2. The Innovation Centre at Bayview Yards, 7 Bayview Road (Adaptive Re-use, Government)
The transformation of this 1940s “industrial modern” building to a technology hub for 21st century entrepreneurs celebrates Ottawa’s legacy of innovation. Preservation of the original structure and key heritage elements including the “City of Ottawa Workshops” name on the front facade, select multi-paned windows, and wooden service bay doors evidence the building’s industrial roots while integrating with contemporary elements of the rejuvenated interior.
3. Canada's Four Corners Building, 93 Sparks Street at Metcalfe (Restoration, Government)
Considerable challenges resulting from delayed maintenance were addressed in the restoration of this historic facade. Preservation and restoration of original elements of the building, completed in 1871 in the Second Empire style, combined with replacements in kind, preserves a valuable element of the streetscape’s history and heritage character, providing a tangible reminder of its historic origins of Sparks Street as a commercial district.
4. Churchill Seniors Centre, 342 Richmond Road (Restoration, Government)
Meticulous attention to detail was demonstrated in the restoration of this 1986 stone structure, originally the Nepean Town Hall. Repointing of exterior stone walls with appropriate lime-based mortar, replacement of 21 hand-carved stone window sills, and extensive replacement of damaged or deteriorated stone showcase heritage masonry at its finest. This project preserves a local heritage structure which continues to make a valued contribution to the community.
5. National War Memorial, Confederation Square, Wellington and Elgin Streets (Other, Rehabilitation)

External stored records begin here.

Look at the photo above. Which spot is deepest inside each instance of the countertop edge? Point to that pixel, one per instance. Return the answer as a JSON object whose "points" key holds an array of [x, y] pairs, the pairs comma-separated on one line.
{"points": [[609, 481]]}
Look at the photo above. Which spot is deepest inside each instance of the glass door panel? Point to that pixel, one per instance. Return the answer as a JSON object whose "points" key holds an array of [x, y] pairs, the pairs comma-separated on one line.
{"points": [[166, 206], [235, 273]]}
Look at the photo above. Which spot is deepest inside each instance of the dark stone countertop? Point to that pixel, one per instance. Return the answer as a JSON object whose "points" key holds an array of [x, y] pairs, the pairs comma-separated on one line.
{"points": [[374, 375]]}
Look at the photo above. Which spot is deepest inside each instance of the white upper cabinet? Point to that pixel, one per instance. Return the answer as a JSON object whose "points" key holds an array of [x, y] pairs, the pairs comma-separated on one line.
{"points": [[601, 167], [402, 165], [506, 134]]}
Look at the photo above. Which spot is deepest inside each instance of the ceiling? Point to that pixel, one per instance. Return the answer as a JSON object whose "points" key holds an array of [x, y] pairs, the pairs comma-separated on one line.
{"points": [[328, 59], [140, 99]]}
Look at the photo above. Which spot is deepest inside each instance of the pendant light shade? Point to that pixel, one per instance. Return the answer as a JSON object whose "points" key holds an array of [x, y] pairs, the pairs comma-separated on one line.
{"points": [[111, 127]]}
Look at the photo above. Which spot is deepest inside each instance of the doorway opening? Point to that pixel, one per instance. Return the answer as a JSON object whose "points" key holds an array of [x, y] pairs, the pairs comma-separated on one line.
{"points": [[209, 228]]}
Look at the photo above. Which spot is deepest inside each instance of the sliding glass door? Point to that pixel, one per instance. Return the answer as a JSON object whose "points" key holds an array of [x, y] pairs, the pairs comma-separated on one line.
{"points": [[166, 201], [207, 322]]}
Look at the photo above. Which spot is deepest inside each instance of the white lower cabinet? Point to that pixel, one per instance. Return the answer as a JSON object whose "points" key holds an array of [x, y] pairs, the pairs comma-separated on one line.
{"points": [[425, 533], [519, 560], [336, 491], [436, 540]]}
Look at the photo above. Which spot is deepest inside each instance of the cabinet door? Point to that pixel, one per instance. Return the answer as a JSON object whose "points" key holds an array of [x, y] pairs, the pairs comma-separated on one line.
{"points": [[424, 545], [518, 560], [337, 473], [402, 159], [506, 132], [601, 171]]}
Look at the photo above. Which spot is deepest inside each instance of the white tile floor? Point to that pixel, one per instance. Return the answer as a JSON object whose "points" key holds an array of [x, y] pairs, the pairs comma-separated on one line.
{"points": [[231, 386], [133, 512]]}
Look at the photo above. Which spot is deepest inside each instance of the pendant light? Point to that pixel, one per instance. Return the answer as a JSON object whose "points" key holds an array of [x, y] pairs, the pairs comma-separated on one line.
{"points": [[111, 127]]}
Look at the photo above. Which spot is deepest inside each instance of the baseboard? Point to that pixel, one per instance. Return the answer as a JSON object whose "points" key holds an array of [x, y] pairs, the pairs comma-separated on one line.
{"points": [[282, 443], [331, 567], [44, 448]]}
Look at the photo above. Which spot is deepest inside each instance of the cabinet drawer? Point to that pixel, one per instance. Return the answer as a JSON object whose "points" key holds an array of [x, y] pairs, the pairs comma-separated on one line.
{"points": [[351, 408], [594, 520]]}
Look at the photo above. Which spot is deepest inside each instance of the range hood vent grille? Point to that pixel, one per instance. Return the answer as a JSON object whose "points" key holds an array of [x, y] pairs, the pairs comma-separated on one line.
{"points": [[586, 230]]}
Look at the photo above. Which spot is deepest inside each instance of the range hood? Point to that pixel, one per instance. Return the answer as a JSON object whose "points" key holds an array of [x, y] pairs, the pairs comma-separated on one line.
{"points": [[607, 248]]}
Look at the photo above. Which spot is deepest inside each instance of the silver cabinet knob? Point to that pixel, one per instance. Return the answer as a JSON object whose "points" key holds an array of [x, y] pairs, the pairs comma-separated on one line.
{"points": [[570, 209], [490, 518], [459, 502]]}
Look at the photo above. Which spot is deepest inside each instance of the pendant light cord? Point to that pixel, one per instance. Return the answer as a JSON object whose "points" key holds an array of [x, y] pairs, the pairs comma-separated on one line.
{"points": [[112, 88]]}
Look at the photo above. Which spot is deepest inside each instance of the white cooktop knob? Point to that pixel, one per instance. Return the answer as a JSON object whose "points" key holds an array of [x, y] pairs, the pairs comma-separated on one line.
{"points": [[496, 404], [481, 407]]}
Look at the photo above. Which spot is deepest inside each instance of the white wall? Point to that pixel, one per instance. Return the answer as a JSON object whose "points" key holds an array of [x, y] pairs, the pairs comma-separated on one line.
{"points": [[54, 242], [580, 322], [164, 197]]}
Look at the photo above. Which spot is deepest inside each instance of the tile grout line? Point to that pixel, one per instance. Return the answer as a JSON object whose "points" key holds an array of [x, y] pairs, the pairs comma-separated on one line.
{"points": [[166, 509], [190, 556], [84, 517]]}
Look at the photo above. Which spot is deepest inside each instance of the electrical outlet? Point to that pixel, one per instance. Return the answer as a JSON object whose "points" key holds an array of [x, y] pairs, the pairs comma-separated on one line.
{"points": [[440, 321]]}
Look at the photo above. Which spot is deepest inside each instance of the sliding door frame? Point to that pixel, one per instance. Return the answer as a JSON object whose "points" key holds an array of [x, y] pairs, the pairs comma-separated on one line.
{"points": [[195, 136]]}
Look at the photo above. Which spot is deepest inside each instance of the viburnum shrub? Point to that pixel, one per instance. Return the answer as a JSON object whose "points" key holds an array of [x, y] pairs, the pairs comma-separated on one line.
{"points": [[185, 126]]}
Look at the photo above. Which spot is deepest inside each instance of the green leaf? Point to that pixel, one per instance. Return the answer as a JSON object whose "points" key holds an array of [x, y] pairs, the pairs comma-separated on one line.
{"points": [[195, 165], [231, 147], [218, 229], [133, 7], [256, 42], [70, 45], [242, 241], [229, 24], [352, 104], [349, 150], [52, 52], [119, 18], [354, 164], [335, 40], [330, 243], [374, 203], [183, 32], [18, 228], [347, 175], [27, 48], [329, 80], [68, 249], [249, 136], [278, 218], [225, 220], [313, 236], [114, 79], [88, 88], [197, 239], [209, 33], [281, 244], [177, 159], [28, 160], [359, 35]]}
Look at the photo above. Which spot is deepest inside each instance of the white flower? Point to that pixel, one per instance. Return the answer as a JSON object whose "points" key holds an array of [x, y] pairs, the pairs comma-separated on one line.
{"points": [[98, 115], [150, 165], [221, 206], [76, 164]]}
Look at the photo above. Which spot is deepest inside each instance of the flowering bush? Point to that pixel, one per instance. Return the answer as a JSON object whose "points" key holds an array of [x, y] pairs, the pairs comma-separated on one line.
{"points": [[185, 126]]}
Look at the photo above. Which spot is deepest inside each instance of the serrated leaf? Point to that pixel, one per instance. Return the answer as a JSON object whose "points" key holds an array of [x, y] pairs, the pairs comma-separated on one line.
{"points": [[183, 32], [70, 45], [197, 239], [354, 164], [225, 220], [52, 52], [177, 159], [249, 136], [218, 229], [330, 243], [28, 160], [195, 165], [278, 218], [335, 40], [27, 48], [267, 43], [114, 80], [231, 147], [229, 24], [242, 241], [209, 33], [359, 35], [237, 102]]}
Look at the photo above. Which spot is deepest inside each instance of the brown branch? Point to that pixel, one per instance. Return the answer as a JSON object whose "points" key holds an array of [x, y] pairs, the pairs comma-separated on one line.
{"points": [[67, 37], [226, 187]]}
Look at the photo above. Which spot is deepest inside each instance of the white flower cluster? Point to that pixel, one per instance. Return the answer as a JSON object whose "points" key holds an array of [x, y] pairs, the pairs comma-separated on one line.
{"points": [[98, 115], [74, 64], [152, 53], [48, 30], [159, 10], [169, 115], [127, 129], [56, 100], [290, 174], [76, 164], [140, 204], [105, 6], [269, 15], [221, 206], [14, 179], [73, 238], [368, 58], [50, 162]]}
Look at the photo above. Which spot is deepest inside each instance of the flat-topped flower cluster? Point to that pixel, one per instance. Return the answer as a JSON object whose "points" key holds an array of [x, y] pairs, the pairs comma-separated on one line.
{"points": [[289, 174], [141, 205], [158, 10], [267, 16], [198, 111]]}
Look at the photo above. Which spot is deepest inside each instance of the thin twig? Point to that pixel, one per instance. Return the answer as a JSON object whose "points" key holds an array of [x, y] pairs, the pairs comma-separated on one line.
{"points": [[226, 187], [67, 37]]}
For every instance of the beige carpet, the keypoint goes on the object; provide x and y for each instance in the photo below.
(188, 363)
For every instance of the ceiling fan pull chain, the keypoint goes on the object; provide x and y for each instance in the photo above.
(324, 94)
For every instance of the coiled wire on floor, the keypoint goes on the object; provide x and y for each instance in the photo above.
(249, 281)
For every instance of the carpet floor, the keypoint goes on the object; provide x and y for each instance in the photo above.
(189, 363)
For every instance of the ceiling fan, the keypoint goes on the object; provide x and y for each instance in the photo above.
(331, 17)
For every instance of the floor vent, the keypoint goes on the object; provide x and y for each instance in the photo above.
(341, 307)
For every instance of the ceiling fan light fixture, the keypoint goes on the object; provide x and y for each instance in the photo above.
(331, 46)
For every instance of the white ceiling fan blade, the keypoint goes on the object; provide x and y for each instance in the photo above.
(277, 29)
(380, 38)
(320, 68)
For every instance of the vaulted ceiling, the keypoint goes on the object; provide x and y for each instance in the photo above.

Since its unveiling in 1939, the National War Memorial has come to symbolize the sacrifice of all Canadians who have served Canada in times of war. This project included restoration of granite stone work of the monument's Cenotaph, cleaning and rehabilitation of all bronze elements including the sculpted figures atop the monument, and structural reinforcement of the podium. Detailed heritage preservation and restoration work, performed in balance with structural and accessibility upgrades, restores this highly significant memorial to its original splendour, securing the future use of its site for all.
Community Heritage Award
The Community Heritage Award recognizes an individual or group which has demonstrated a positive impact on heritage conservation in Ottawa. This year's award was presented to the Lowertown Community Association Heritage Committee. Longtime heritage activists and former co-chairs Liz MacKenzie and Nancy Miller-Chenier accepted the award, along with new incoming chair Andrew Waldron.
The awards ceremony also recognized recently designated properties and two new Heritage Conservation Districts:
- Macdonald Gardens Park, 99 Cobourg Street
- Ottawa Rowing Club, 8-10 Lady Grey Drive
- Cobble Cottage, 420 Kenwood Avenue
- Russell Avenue-Range Road Heritage Conservation District
- Besserer-Wurtemburg Heritage Conservation District
Councillor Glen Gower, Chair of the Built Heritage Sub-Committee, said "These awards underline the need to actively and continuously protect and enhance Ottawa’s historic buildings and structures."
Congratulations to all the winners and participants!